Plaintiff (civil case) - In a civil case, the person who brought the case to court is called the plaintiff.
Defendant (civil case) - The person being sued in a civil case is called the defendant.
Defendant (criminal case) - A person who has been charged with a crime is the defendant in a criminal case.
Attorneys or counsel - Attorneys representing the plaintiff, defendant or the government in a criminal case are also referred to as counsel. Depending on who they represent and what court you are in, you may hear them called "counsel for the plaintiff," "plaintiff's attorney," "counsel for the defendant," or "defense attorney." An attorney representing the government in a criminal case is called the prosecuting or Commonwealth's attorney.
Court reporter - The court reporter keeps the official record by recording every word spoken during the trial.
Bailiff - The bailiff keeps order, maintains the security of the court and helps the judge and the jury as needed.

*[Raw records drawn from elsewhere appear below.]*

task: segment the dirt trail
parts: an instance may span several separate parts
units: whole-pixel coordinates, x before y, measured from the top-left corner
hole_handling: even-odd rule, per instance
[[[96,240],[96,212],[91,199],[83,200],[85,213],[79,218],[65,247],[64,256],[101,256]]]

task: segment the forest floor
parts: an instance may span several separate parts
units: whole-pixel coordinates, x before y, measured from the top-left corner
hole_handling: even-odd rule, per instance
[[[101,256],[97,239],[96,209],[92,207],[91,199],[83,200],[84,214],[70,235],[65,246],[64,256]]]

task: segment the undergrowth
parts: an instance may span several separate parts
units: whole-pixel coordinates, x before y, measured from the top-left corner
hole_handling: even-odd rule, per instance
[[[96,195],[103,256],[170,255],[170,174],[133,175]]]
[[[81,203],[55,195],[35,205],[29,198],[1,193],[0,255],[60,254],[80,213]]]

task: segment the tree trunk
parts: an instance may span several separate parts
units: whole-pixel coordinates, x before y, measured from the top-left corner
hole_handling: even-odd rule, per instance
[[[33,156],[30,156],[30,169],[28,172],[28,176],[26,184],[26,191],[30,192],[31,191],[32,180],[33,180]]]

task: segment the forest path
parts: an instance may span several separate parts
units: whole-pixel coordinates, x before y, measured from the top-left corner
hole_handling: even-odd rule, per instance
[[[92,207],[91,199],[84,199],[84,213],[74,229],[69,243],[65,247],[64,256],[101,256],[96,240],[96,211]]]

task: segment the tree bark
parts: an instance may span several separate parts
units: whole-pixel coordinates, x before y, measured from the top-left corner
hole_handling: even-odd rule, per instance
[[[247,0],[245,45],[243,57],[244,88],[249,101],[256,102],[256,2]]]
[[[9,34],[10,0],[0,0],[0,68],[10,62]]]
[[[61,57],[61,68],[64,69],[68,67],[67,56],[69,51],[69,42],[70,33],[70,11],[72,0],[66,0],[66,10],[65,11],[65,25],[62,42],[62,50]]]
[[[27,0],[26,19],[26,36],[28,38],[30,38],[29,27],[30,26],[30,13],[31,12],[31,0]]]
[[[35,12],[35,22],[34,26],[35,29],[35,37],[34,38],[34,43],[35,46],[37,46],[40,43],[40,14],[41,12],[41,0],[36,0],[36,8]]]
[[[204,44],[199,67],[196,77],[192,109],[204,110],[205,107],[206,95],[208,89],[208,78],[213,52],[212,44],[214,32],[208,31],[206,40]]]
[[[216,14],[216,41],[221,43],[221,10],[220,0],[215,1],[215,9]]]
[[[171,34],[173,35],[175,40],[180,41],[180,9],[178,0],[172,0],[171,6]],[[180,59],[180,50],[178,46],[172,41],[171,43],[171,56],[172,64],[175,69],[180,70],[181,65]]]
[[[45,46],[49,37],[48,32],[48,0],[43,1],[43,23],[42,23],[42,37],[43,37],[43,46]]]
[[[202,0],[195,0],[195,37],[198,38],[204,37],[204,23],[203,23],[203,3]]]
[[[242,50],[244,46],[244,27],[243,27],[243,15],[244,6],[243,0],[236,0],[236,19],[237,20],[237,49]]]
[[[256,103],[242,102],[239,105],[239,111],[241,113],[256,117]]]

Clerk of court - The clerk of court, also called the clerk, maintains the court files and preserves the evidence presented during the trial. The clerk may also administer the oaths to jurors and witnesses.
Witnesses - Each side in a trial will probably have a number of witnesses who have information about the dispute. Very often, the judge will ask them to wait outside the courtroom until it is their turn to testify. This is done so they won't hear each others testimony and be influenced by it.